The Optimal Dose of Succinylcholine for Rapid Sequence Induction

A Systematic Review and Meta-analysis of Randomized Trials

Alessandro Putzu; Martin R. Tramèr; Maxim Giffa; Christoph Czarnetzki


BMC Anesthesiol. 2020;20(54) 

In This Article


Succinylcholine, also known as suxamethonium, has been introduced into anaesthesia practice in the early 1950s.[1] Still today, it remains one of the most commonly used neuromuscular blocking agents for rapid sequence induction (RSI) because of its fast onset and short duration of action.[2] The "cannot intubate, cannot ventilate" scenario is a threat of airway management. Therefore, clinicians are inclined to administer the minimally effective dose of succinylcholine that is meant to provide excellent intubating conditions but that provokes only a short apnoea time. The widely recommended standard intubating regimen of succinylcholine has been 1.0 mg kg− 1, although the scientific basis of that specific regimen remains unclear.[3] Indeed, a dose of 1.0 mg kg− 1 corresponds to almost four times the ED95, which is unusual for a neuromuscular blocking agent.[4,5]

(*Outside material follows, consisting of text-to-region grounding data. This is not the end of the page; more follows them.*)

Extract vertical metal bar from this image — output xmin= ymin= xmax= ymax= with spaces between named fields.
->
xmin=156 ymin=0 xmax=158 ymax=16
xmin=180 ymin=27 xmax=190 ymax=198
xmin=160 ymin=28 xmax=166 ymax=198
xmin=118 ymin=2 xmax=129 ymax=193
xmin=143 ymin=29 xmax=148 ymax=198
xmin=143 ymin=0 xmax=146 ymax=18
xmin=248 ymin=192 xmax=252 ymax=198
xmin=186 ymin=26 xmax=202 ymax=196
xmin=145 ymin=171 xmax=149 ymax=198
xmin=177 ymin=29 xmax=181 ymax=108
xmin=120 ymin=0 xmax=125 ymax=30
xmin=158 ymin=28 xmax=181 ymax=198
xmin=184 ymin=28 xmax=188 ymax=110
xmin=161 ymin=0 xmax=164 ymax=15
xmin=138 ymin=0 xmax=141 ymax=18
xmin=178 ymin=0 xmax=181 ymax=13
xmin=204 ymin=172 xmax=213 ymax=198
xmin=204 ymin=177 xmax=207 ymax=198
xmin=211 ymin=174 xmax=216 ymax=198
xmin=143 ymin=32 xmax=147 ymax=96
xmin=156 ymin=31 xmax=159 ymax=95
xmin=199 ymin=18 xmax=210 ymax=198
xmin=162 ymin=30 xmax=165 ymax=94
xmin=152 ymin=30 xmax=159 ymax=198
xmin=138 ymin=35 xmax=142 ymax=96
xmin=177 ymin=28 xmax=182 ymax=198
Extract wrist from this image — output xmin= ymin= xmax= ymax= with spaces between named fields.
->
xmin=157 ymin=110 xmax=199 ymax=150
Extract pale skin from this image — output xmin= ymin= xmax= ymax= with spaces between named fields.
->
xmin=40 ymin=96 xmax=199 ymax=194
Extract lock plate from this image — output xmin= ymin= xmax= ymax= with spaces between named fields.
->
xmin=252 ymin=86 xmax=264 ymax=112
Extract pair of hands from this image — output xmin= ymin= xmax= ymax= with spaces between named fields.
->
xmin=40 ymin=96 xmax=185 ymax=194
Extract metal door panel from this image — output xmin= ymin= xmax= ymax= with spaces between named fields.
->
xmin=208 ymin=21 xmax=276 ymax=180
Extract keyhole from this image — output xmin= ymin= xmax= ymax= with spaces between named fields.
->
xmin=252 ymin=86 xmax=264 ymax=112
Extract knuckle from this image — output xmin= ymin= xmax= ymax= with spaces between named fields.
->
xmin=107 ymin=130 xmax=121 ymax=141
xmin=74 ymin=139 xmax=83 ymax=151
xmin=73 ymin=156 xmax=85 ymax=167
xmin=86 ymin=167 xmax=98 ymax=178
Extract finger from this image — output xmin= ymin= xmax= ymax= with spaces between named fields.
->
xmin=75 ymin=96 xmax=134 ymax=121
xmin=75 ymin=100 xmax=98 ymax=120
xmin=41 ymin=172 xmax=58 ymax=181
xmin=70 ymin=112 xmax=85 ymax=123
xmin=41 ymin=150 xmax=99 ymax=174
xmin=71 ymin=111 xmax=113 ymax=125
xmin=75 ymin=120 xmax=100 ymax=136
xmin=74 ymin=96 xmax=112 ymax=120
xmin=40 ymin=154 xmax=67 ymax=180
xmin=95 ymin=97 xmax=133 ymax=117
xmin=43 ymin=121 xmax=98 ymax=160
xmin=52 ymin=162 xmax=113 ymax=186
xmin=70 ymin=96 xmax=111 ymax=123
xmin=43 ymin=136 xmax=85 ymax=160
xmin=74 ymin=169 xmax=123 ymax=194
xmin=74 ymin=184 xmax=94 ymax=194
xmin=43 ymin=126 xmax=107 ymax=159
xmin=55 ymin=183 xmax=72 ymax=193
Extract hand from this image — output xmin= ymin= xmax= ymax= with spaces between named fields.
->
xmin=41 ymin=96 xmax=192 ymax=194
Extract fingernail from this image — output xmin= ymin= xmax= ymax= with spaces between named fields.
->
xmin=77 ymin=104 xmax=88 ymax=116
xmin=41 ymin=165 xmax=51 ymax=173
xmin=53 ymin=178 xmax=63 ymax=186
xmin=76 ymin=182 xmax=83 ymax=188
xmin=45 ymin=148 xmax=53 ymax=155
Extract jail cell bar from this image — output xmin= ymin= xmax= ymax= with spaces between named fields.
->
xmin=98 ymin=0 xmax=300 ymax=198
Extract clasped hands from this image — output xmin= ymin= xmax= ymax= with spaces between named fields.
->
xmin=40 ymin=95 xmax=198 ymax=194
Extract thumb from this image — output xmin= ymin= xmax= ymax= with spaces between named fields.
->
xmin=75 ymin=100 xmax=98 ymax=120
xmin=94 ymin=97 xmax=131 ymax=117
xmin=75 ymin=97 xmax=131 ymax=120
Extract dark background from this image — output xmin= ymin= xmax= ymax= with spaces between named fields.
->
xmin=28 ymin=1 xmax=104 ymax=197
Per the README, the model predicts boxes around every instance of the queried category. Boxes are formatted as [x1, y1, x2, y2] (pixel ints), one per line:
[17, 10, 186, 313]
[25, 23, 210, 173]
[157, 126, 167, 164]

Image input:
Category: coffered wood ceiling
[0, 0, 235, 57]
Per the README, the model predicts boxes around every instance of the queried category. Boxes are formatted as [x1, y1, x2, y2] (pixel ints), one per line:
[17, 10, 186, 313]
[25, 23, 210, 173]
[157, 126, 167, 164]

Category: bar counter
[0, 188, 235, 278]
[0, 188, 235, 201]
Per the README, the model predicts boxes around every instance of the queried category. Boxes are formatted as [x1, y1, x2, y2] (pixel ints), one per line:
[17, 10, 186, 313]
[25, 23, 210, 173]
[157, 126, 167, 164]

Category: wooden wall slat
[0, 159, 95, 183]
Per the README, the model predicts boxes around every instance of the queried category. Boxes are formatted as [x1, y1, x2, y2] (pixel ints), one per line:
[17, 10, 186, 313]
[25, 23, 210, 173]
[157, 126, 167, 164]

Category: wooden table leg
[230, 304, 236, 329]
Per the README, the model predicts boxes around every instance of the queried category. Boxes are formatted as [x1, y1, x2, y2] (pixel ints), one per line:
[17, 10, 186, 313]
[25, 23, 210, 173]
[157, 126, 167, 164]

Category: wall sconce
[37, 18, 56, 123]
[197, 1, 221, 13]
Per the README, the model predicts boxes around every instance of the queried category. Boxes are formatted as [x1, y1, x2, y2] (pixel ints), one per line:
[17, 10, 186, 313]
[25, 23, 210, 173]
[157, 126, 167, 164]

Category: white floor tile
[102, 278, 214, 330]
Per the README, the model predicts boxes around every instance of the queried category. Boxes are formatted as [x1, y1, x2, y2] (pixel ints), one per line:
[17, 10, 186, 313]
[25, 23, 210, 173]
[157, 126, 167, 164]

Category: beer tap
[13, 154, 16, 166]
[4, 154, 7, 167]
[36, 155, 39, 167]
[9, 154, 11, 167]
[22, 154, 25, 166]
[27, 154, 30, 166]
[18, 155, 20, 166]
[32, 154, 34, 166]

We performed a systematic review and meta-analysis of randomized controlled trials (RCT) to determine the optimal regimen of succinylcholine for RSI. In this context, the optimal regimen was defined as the mg per kg bodyweight regimen that provided the highest likelihood of excellent intubating conditions, the lowest risk of unacceptable intubating conditions, and the shortest apnoea time compared with the gold standard regimen. As 1.0 mg kg− 1 has been reported to be the gold standard in this context,[3] we compared all alternative, experimental regimens with that gold standard regimen.